Resultat: les prix des denrées alimentaires ont augmenté et de nombreux habitants du Nord fuient l'insécurité alimentaire.
"J'étais très loin des combats, mais on ne pouvait pas rester parce qu'on ne trouvait pas de nourriture, on ne trouvait pas de voitures, on ne trouvait rien", raconte Mohamed el Moktar Ag Mohamed, également originaire de la région de Tombouctou.
Avant que le MNLA ne puisse commencer à véritablement gérer le territoire et la population de l'Azawad dont ils ont proclamé l'indépenance, il faudra rétablir la sécurité physique et alimentaire, ce qui passe par le démantèlement des milices armées, et la gestion de la menace d'AQMI.

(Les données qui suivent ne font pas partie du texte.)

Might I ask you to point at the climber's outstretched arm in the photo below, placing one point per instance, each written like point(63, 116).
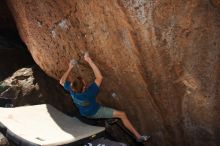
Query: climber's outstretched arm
point(95, 69)
point(66, 74)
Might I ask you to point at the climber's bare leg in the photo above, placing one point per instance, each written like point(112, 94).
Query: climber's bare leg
point(121, 115)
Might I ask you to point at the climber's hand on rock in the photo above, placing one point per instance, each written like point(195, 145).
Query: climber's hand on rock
point(87, 58)
point(70, 65)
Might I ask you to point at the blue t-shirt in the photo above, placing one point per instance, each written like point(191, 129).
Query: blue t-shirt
point(85, 101)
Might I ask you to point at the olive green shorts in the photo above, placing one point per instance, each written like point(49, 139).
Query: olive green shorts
point(103, 112)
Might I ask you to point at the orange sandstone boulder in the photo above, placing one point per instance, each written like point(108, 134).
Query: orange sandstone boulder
point(160, 59)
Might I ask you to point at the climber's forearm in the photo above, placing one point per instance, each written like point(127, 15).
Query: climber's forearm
point(65, 76)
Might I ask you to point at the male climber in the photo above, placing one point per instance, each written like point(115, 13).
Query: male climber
point(85, 98)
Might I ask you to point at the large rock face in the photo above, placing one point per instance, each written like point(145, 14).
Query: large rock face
point(160, 59)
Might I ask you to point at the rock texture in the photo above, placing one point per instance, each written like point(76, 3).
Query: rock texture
point(31, 86)
point(160, 59)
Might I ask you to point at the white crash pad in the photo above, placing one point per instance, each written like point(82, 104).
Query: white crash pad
point(44, 125)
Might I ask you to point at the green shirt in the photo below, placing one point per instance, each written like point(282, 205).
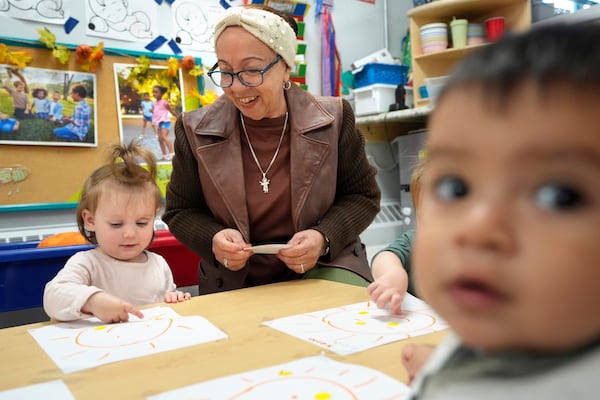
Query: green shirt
point(402, 248)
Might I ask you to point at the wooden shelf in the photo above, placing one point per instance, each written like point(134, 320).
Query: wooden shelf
point(517, 14)
point(385, 127)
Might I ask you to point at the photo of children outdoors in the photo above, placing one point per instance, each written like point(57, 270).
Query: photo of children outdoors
point(47, 107)
point(149, 100)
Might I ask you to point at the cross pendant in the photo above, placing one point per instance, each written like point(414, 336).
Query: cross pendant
point(264, 182)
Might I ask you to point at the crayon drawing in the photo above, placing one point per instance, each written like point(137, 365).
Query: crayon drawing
point(361, 326)
point(308, 378)
point(87, 343)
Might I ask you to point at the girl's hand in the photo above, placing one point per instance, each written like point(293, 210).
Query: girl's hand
point(305, 249)
point(177, 297)
point(383, 292)
point(109, 308)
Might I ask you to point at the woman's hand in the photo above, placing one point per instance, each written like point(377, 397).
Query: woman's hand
point(109, 308)
point(305, 249)
point(228, 248)
point(177, 297)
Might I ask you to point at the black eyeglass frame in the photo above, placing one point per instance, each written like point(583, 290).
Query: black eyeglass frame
point(237, 74)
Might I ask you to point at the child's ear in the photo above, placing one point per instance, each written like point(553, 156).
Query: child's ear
point(88, 220)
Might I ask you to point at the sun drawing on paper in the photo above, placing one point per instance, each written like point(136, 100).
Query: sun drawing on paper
point(310, 378)
point(357, 327)
point(87, 343)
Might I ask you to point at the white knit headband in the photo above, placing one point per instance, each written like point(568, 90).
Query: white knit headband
point(266, 26)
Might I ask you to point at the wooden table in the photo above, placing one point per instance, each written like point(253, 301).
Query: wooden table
point(250, 345)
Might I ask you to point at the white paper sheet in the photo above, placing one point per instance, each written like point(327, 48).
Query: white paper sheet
point(47, 390)
point(87, 343)
point(314, 378)
point(361, 326)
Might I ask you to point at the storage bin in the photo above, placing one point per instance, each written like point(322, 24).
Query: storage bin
point(372, 73)
point(25, 269)
point(374, 99)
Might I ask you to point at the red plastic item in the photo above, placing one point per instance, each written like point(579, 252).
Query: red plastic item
point(183, 262)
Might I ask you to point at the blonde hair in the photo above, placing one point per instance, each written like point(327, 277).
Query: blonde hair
point(123, 171)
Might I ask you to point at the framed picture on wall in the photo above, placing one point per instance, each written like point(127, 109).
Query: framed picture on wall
point(148, 100)
point(47, 107)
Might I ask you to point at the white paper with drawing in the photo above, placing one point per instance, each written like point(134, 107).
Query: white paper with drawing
point(316, 377)
point(46, 390)
point(87, 343)
point(361, 326)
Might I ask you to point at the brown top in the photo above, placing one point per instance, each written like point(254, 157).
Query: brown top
point(269, 214)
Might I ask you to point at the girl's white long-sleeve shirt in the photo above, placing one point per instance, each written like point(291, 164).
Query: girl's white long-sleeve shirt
point(92, 271)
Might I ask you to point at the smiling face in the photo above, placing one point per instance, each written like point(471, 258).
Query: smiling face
point(123, 222)
point(509, 219)
point(238, 50)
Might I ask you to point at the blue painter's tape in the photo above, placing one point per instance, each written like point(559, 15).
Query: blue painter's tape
point(156, 43)
point(174, 47)
point(70, 24)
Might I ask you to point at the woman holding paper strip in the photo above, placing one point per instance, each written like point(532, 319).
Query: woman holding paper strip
point(269, 163)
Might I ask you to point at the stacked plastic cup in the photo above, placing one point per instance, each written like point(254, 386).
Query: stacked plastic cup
point(434, 37)
point(476, 34)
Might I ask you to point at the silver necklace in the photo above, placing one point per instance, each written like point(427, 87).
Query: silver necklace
point(264, 182)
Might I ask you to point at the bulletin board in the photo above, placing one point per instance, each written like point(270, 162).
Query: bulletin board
point(56, 173)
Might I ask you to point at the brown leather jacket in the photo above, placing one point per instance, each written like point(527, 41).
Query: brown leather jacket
point(333, 186)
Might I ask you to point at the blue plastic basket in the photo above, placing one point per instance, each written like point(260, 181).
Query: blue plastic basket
point(418, 3)
point(372, 73)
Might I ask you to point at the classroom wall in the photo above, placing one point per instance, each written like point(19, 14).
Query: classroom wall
point(57, 172)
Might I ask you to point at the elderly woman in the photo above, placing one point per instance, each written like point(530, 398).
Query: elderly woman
point(269, 163)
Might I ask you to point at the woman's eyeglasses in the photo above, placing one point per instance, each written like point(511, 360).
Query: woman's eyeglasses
point(247, 77)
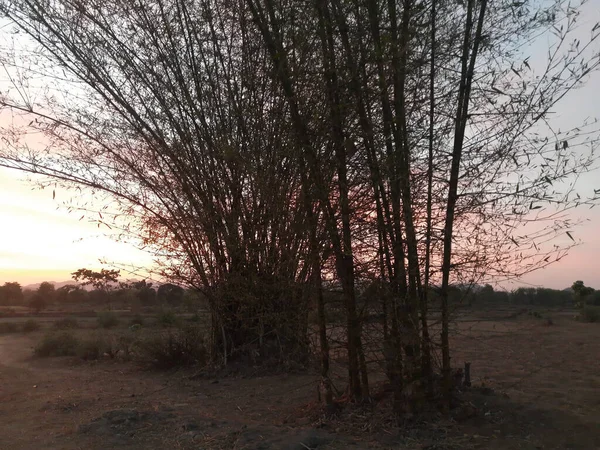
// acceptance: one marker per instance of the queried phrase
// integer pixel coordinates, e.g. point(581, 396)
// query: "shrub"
point(9, 327)
point(176, 348)
point(68, 323)
point(137, 320)
point(195, 318)
point(167, 319)
point(91, 349)
point(31, 325)
point(57, 344)
point(590, 314)
point(107, 319)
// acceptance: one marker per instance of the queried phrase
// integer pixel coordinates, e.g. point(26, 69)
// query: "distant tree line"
point(135, 293)
point(525, 296)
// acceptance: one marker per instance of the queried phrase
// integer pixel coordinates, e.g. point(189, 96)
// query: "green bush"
point(9, 327)
point(107, 319)
point(175, 348)
point(31, 325)
point(57, 344)
point(590, 314)
point(68, 323)
point(167, 319)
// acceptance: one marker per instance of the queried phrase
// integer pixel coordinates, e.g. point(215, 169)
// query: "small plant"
point(590, 314)
point(137, 320)
point(167, 319)
point(57, 344)
point(68, 323)
point(91, 349)
point(107, 319)
point(195, 318)
point(31, 325)
point(177, 348)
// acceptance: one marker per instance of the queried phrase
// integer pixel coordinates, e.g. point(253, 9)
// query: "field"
point(535, 386)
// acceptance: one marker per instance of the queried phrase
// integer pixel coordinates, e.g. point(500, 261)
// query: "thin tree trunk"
point(468, 68)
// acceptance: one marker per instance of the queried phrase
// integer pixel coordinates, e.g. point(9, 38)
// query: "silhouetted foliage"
point(11, 294)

Une menace qui isole la région de ses voisins, de l'aide internationale, de la couverture médiatique et du tourisme qui était une de ses principales sources de revenues.
Conscient de l'enjeu, Abdul Aziz assure que son organisation a pris la responsabilité de rechercher et de punir ces "groupes criminels" suivant le processus juridique du MNLA.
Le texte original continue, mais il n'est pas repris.